Par Stéphane Leneuf.

L’amitié Franco allemande en a pris un sérieux coup ce week-end. À l’origine de ce coup de fièvre, un texte du PS sur l’Europe qui doit être présenté demain au conseil national… Avec une question, peut-on critiquer la politique d’austérité d’Angela Merkel ?

Ce texte piloté par Jean Christophe Cambadélis, vice-président du parti socialiste européen, s’en prenait dans un premier temps à l’intransigeance égoïste d’Angéla Merkel, et il la qualifiait de « chancelière de l’austérité ».

Des propos très virulents, qui faisaient suite, on s’en souvient à ceux qui sont tenus par Claude Bartolone jeudi dernier, qui appelait lui-même à une confrontation avec l’Allemagne. François Hollande, le 28 mars dernier lors de son intervention télévisée, ayant évoqué le premier « une tension amicale » avec l’Allemagne.

On sait que la confiance est rompue entre François Hollande et Angela Merkel depuis de nombreux mois, et on se demande à quel jeu jouent aujourd’hui certains socialistes en faisant d’Angela Merkel un bouc émissaire des problèmes que connaît la France.

La partition entamée n’est pas nouvelle. Elle trouve d’ailleurs des relais dans d’autres, pays européens qui contestent de plus en plus l’austérité imposée par l’Allemagne. Mais l’angle d’attaque choisi par les socialistes est trop personnel pour ne pas risquer de sombrer dans la démagogie et faire le lit des populismes a l’heure où une majorité de Français doutent de plus en plus de l’Europe.

François Hollande avait-il réellement intérêt à entraver cette initiative ?

Rien n’est moins sûr. En laissant le parti s’en prendre publiquement à Angela Merkel, il donne des gages à la gauche du PS et il évite peut-être que cette aile gauche mette en difficulté le gouvernement lors de la convention Europe de juin prochain.

Surtout il permet de désigner un nouvel ennemi à savoir la droite allemande et les droites européennes, le tout dans la perspective des élections européennes de l’an prochain, ce qui est toujours bon pour ressouder le moral de troupes déprimées.

Une stratégie qui ferait le pari d’une défaite de la chancelière le 22 septembre prochain lors des élections législatives. Un pari doublement risqué car Angela Merkel est en tête dans toutes les enquêtes d’opinion et si les sociaux-démocrates arrivent au pouvoir, rien ne dit qu’ils changeront de politique.

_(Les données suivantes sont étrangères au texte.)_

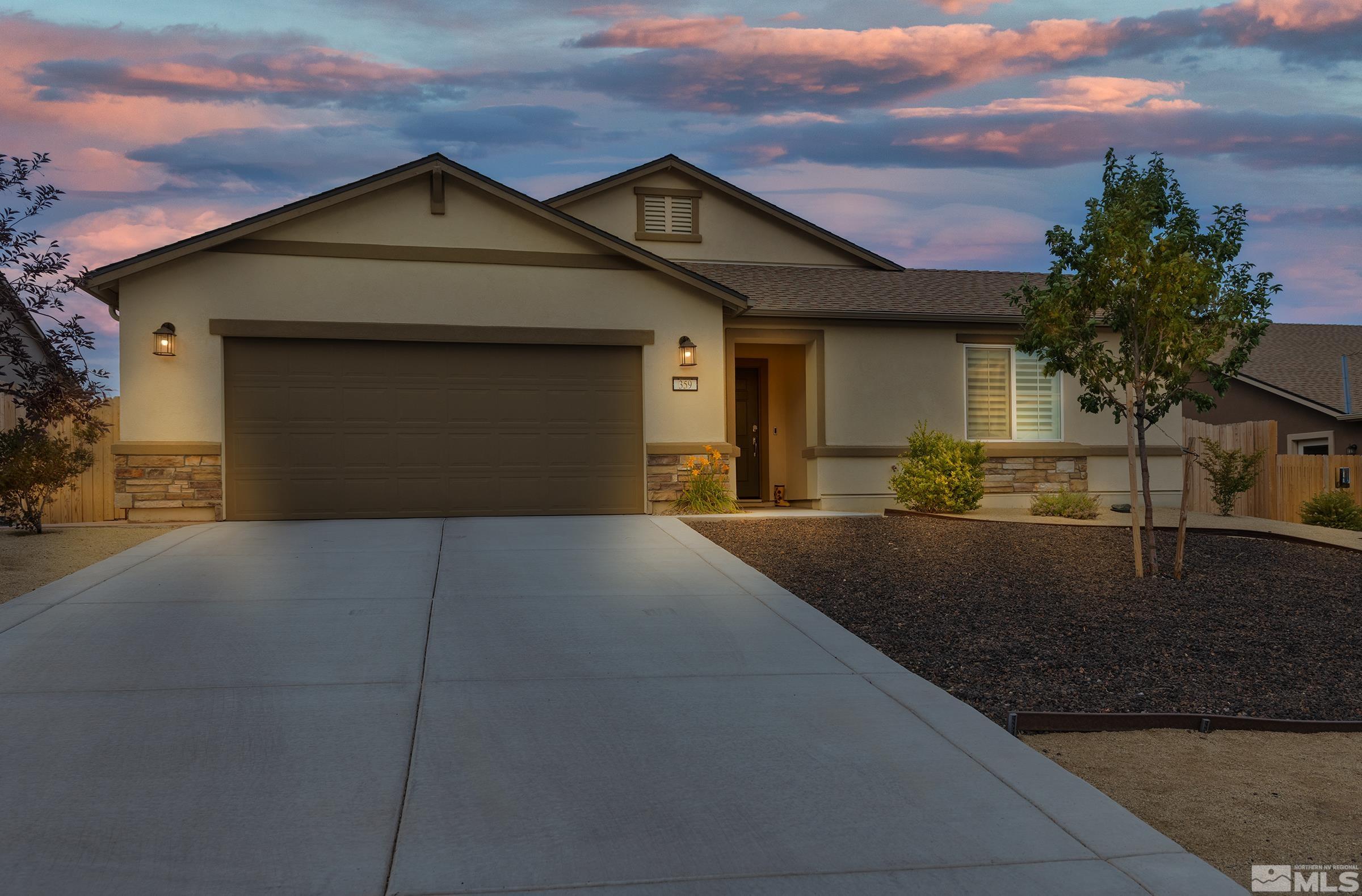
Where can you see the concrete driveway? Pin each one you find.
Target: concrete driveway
(507, 706)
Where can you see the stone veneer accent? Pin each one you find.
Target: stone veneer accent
(1007, 476)
(168, 481)
(668, 472)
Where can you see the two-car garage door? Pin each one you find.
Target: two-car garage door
(327, 428)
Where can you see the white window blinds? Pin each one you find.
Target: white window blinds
(988, 405)
(1007, 396)
(1037, 401)
(668, 214)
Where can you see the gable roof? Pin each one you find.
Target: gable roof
(843, 292)
(1305, 363)
(672, 161)
(103, 281)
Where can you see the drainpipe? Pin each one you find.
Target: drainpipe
(1347, 393)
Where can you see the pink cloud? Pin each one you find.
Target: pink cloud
(1289, 15)
(1074, 94)
(609, 11)
(720, 63)
(955, 7)
(110, 236)
(798, 117)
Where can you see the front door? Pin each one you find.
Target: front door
(747, 432)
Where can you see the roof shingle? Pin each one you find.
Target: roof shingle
(1306, 360)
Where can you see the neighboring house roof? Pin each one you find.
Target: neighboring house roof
(1304, 363)
(732, 190)
(14, 309)
(103, 282)
(841, 292)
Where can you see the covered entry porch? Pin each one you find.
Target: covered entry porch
(774, 410)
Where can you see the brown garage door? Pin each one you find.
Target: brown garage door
(327, 428)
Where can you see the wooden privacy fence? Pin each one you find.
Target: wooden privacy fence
(1286, 479)
(90, 500)
(1258, 502)
(1301, 477)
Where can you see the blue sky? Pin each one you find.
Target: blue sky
(938, 132)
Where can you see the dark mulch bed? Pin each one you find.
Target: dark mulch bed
(1008, 616)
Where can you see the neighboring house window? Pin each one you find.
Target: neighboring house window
(669, 214)
(1008, 398)
(1319, 443)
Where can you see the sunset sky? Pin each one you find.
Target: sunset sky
(938, 132)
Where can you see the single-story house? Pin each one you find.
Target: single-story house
(1305, 377)
(431, 342)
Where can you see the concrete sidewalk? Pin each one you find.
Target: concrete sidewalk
(507, 706)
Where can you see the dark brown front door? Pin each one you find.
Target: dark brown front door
(326, 428)
(747, 432)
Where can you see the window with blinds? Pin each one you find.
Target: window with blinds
(988, 399)
(1037, 401)
(1008, 397)
(668, 214)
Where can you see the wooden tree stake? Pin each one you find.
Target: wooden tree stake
(1135, 504)
(1183, 515)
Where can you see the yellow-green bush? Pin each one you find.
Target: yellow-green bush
(1335, 510)
(939, 473)
(1075, 506)
(706, 486)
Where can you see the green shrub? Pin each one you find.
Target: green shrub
(1335, 510)
(939, 473)
(1075, 506)
(1231, 473)
(706, 488)
(36, 465)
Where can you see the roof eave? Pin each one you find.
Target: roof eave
(875, 315)
(699, 173)
(103, 282)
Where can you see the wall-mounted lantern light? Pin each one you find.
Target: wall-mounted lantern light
(164, 339)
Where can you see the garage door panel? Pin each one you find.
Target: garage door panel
(333, 430)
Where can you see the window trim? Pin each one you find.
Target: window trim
(1012, 396)
(693, 195)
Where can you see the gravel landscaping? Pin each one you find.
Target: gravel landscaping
(29, 561)
(1012, 616)
(1236, 798)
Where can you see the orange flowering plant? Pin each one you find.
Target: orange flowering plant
(705, 488)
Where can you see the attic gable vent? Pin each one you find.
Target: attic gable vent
(668, 214)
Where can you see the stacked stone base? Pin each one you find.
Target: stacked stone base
(1011, 476)
(668, 473)
(154, 488)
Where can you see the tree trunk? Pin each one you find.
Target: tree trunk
(1135, 484)
(1183, 514)
(1149, 499)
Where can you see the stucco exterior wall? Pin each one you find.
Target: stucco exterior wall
(180, 398)
(882, 377)
(730, 229)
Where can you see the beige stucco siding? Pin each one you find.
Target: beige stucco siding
(401, 216)
(182, 398)
(880, 379)
(730, 229)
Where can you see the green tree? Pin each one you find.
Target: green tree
(1146, 297)
(43, 353)
(35, 465)
(1231, 472)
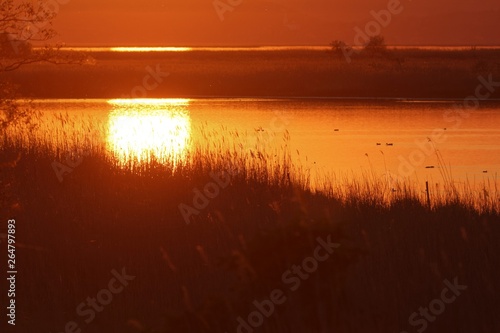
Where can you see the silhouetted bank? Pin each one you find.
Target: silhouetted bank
(291, 73)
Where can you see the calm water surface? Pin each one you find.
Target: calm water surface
(399, 138)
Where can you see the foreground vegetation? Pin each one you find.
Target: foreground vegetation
(393, 258)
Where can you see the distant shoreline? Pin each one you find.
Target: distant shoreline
(398, 74)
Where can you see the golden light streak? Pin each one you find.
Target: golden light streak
(142, 129)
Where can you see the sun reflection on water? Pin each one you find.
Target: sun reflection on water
(142, 129)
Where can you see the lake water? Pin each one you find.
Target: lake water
(400, 138)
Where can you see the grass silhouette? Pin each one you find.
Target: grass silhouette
(395, 250)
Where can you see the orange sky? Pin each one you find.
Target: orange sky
(273, 22)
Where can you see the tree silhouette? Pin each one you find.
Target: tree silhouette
(23, 23)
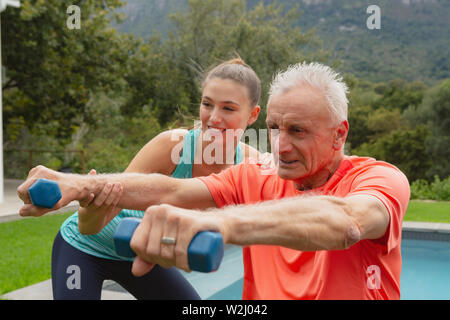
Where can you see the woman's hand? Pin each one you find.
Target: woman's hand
(96, 212)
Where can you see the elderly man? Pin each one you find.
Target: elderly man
(322, 226)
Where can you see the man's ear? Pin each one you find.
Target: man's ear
(341, 133)
(254, 115)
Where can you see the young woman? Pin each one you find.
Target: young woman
(84, 245)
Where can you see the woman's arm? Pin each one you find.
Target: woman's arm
(154, 157)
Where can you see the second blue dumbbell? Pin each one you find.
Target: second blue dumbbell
(44, 193)
(205, 252)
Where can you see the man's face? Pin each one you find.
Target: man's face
(303, 137)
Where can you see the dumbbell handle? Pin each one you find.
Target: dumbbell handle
(205, 252)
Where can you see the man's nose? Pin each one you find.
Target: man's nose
(284, 142)
(280, 142)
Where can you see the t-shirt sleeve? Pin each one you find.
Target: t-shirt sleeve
(391, 187)
(225, 186)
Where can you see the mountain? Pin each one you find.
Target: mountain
(412, 43)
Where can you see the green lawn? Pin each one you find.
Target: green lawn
(26, 244)
(25, 250)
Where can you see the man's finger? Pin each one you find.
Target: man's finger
(141, 267)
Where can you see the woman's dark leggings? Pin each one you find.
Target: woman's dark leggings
(77, 275)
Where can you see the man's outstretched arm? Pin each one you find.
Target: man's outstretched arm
(139, 190)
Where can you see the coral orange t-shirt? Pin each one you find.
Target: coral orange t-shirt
(369, 269)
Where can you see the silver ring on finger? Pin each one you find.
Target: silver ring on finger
(168, 240)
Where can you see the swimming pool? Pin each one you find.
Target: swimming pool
(425, 270)
(425, 273)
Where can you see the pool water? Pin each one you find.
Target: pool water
(425, 273)
(425, 270)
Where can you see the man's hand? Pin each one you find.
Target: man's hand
(95, 212)
(69, 190)
(171, 222)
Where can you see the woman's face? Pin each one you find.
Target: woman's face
(226, 106)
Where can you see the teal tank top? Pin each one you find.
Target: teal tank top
(102, 244)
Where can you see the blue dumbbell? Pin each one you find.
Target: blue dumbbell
(205, 252)
(44, 193)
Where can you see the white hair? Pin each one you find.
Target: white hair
(318, 76)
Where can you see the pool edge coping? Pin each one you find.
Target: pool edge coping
(437, 227)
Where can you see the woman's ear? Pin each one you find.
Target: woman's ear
(254, 115)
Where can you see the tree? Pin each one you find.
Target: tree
(211, 31)
(405, 149)
(53, 71)
(434, 111)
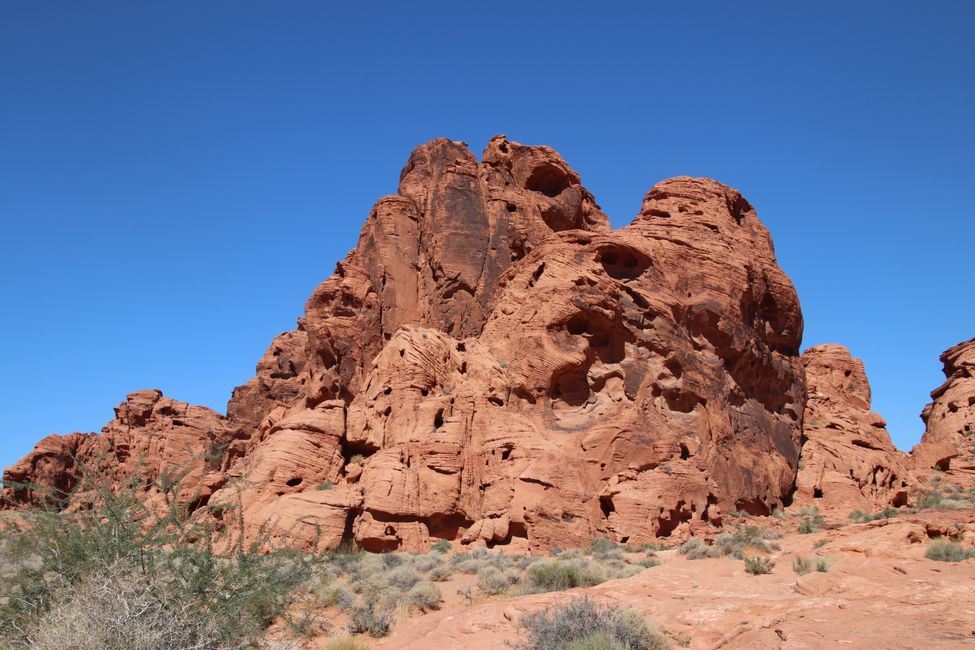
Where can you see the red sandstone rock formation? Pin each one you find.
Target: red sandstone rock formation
(847, 461)
(151, 436)
(948, 444)
(493, 364)
(509, 369)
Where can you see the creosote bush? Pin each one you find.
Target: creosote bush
(424, 595)
(758, 565)
(583, 624)
(151, 571)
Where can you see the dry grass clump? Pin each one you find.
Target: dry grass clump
(801, 566)
(757, 565)
(583, 624)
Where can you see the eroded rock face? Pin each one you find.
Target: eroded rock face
(152, 436)
(492, 364)
(848, 461)
(948, 444)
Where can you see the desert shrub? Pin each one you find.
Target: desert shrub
(801, 566)
(240, 591)
(118, 610)
(442, 546)
(424, 595)
(696, 549)
(491, 581)
(440, 573)
(944, 550)
(758, 564)
(347, 642)
(589, 625)
(372, 617)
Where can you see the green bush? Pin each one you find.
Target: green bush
(371, 617)
(580, 623)
(759, 565)
(943, 550)
(232, 596)
(424, 595)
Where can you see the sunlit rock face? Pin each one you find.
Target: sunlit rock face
(493, 364)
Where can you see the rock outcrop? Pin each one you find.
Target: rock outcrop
(847, 461)
(493, 364)
(948, 444)
(152, 437)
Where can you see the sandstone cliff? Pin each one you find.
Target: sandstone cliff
(493, 364)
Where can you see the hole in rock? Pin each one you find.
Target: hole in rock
(622, 262)
(548, 179)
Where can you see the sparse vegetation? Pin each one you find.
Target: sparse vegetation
(801, 566)
(425, 596)
(583, 624)
(943, 550)
(116, 567)
(758, 564)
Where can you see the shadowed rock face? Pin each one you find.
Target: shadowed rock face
(493, 364)
(948, 444)
(848, 460)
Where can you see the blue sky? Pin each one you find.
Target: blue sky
(175, 178)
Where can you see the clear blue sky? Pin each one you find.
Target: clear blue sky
(176, 178)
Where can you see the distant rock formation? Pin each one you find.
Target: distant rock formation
(948, 444)
(847, 461)
(493, 364)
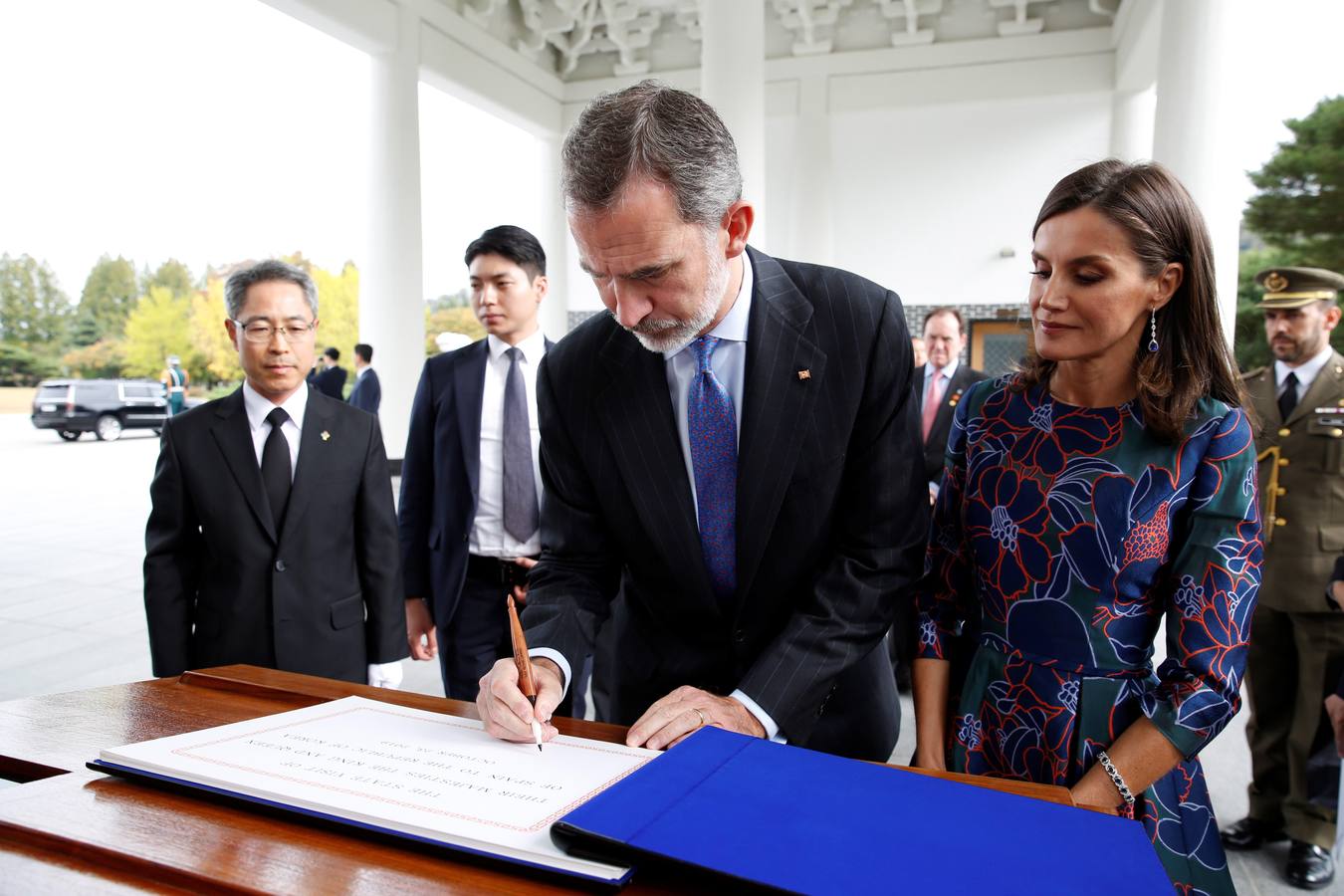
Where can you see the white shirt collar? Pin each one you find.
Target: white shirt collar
(533, 346)
(734, 324)
(948, 371)
(1306, 371)
(258, 407)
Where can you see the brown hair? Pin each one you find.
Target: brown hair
(1164, 226)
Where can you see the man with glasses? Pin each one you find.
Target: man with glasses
(272, 537)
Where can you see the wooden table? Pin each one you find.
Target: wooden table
(68, 829)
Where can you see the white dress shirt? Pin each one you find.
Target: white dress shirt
(1305, 372)
(380, 675)
(488, 537)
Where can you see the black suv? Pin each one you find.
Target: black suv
(103, 407)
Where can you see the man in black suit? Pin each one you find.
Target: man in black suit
(471, 489)
(272, 537)
(943, 379)
(732, 449)
(367, 394)
(331, 379)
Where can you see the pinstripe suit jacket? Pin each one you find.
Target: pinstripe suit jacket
(832, 514)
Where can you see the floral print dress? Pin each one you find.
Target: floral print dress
(1070, 533)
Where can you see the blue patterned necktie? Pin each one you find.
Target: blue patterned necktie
(714, 457)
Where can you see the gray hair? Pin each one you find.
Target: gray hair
(651, 130)
(238, 284)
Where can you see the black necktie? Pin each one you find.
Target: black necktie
(275, 466)
(1287, 400)
(521, 512)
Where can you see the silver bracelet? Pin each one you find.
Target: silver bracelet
(1114, 777)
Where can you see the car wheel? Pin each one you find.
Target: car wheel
(108, 429)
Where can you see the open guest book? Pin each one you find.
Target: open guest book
(810, 822)
(422, 776)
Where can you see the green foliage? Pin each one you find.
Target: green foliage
(103, 358)
(160, 326)
(449, 320)
(20, 367)
(34, 312)
(1301, 202)
(108, 297)
(171, 276)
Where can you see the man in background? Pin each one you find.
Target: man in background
(175, 384)
(471, 485)
(331, 379)
(272, 538)
(367, 394)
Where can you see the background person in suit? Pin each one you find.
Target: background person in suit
(759, 563)
(331, 379)
(272, 538)
(367, 394)
(471, 489)
(1300, 404)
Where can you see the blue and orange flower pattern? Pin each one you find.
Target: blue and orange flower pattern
(1070, 535)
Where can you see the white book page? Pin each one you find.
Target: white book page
(410, 770)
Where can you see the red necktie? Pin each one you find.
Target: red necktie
(932, 398)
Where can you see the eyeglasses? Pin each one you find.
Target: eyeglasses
(261, 332)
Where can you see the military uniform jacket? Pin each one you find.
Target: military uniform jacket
(1306, 533)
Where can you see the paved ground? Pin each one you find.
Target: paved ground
(72, 615)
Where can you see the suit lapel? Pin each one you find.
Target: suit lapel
(776, 406)
(315, 446)
(634, 411)
(1327, 383)
(233, 435)
(469, 394)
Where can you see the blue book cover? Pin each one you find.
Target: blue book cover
(810, 822)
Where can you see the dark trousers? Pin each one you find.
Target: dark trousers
(477, 634)
(1286, 681)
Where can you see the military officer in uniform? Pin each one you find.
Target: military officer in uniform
(1300, 403)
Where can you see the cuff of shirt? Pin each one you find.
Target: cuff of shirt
(384, 675)
(772, 731)
(558, 658)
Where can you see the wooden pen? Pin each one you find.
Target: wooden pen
(525, 668)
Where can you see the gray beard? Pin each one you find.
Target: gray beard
(669, 337)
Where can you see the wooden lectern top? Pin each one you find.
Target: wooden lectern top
(73, 830)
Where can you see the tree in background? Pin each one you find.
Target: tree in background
(1300, 206)
(1298, 212)
(110, 295)
(34, 319)
(160, 326)
(172, 276)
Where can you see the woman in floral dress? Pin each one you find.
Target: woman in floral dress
(1108, 485)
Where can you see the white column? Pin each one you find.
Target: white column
(812, 225)
(1193, 126)
(391, 303)
(1132, 123)
(733, 81)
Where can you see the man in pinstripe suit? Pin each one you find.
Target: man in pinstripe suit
(736, 449)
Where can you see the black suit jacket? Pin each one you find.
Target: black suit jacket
(830, 514)
(367, 392)
(330, 381)
(441, 474)
(937, 442)
(322, 596)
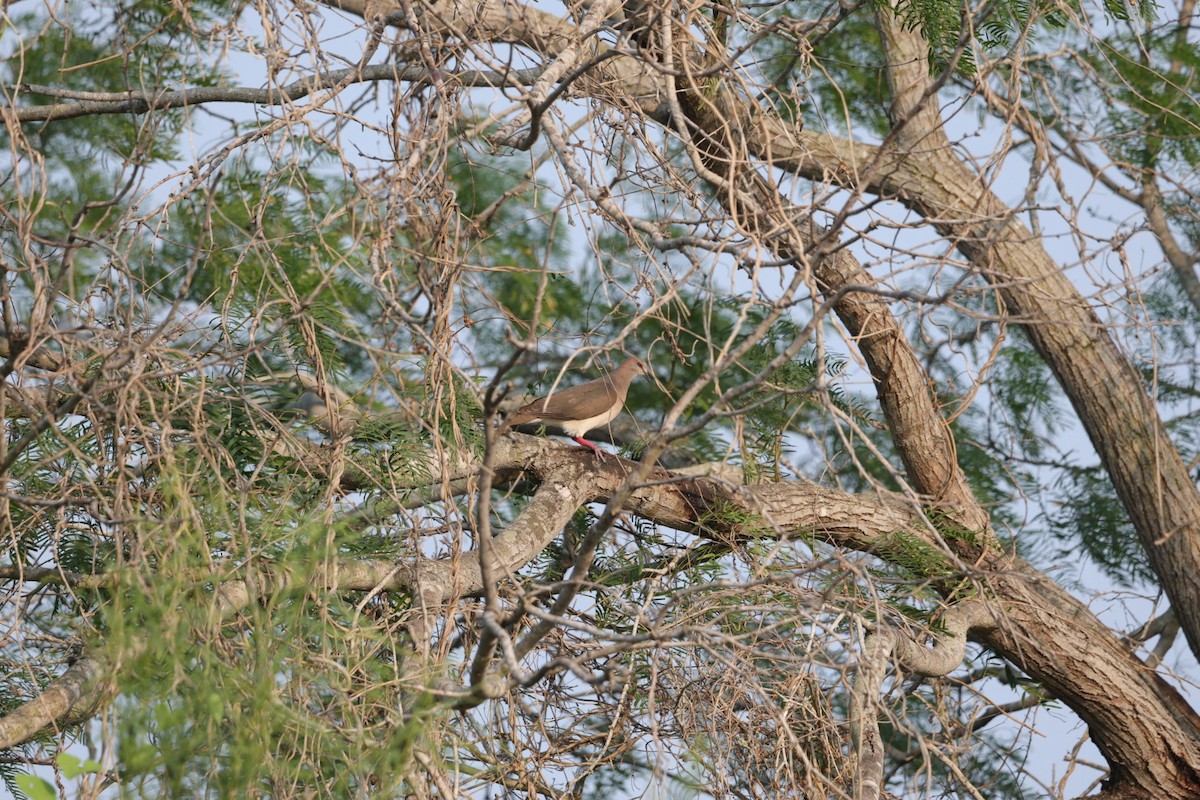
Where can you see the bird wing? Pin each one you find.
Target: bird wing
(581, 402)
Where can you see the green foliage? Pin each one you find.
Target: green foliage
(1090, 515)
(36, 788)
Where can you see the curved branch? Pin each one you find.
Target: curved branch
(139, 102)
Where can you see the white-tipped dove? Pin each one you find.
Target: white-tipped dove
(586, 407)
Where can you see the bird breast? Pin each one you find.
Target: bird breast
(579, 427)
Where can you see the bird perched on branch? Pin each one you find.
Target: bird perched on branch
(586, 407)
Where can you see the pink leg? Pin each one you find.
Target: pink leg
(591, 446)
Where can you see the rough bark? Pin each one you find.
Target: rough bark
(1103, 386)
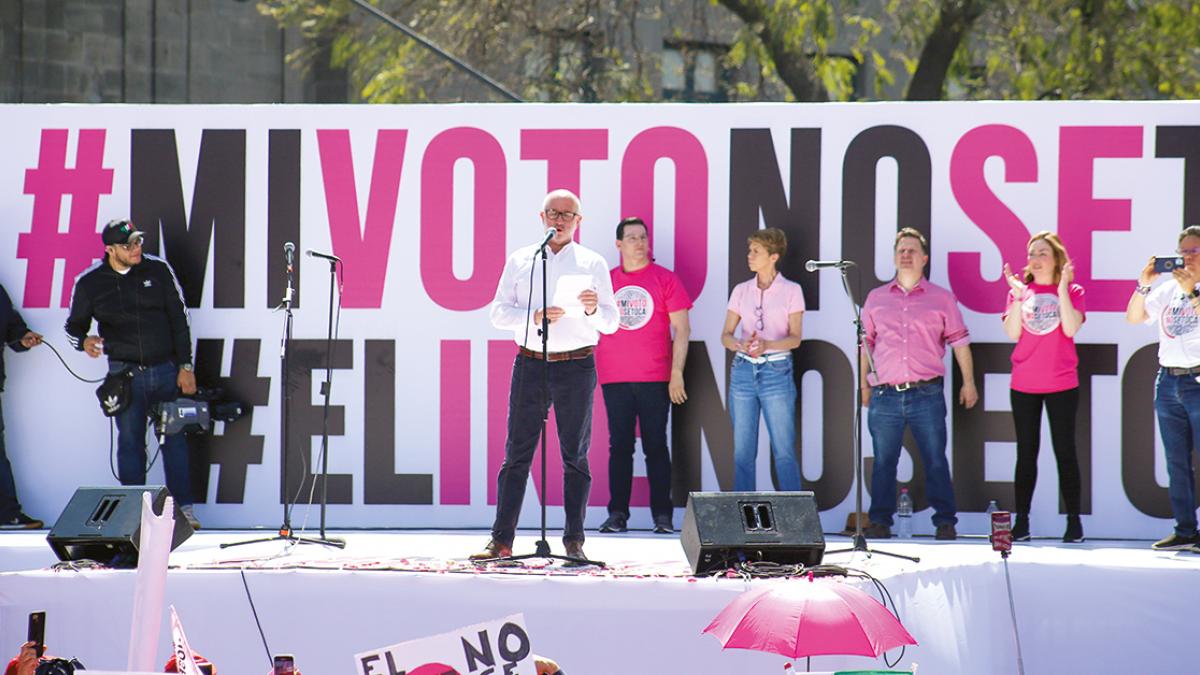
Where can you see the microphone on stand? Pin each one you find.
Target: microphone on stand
(289, 251)
(813, 266)
(329, 257)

Entre affrontement et conciliation avec l’Allemagne, la ligne est étroite pour le président de la République.

La conciliation c’est prendre le risque de se mettre une partie de sa majorité à dos et d’enterrer le débat sur la relance alors qu’il l’a lui-même initié en Europe.

L’affrontement c’est mettre en danger la relation franco allemande pour le reste du quinquennat et surtout continuer de braquer un partenaire indispensable en Europe… Difficile à imaginer, surtout si Angela Merkel est réélue en septembre.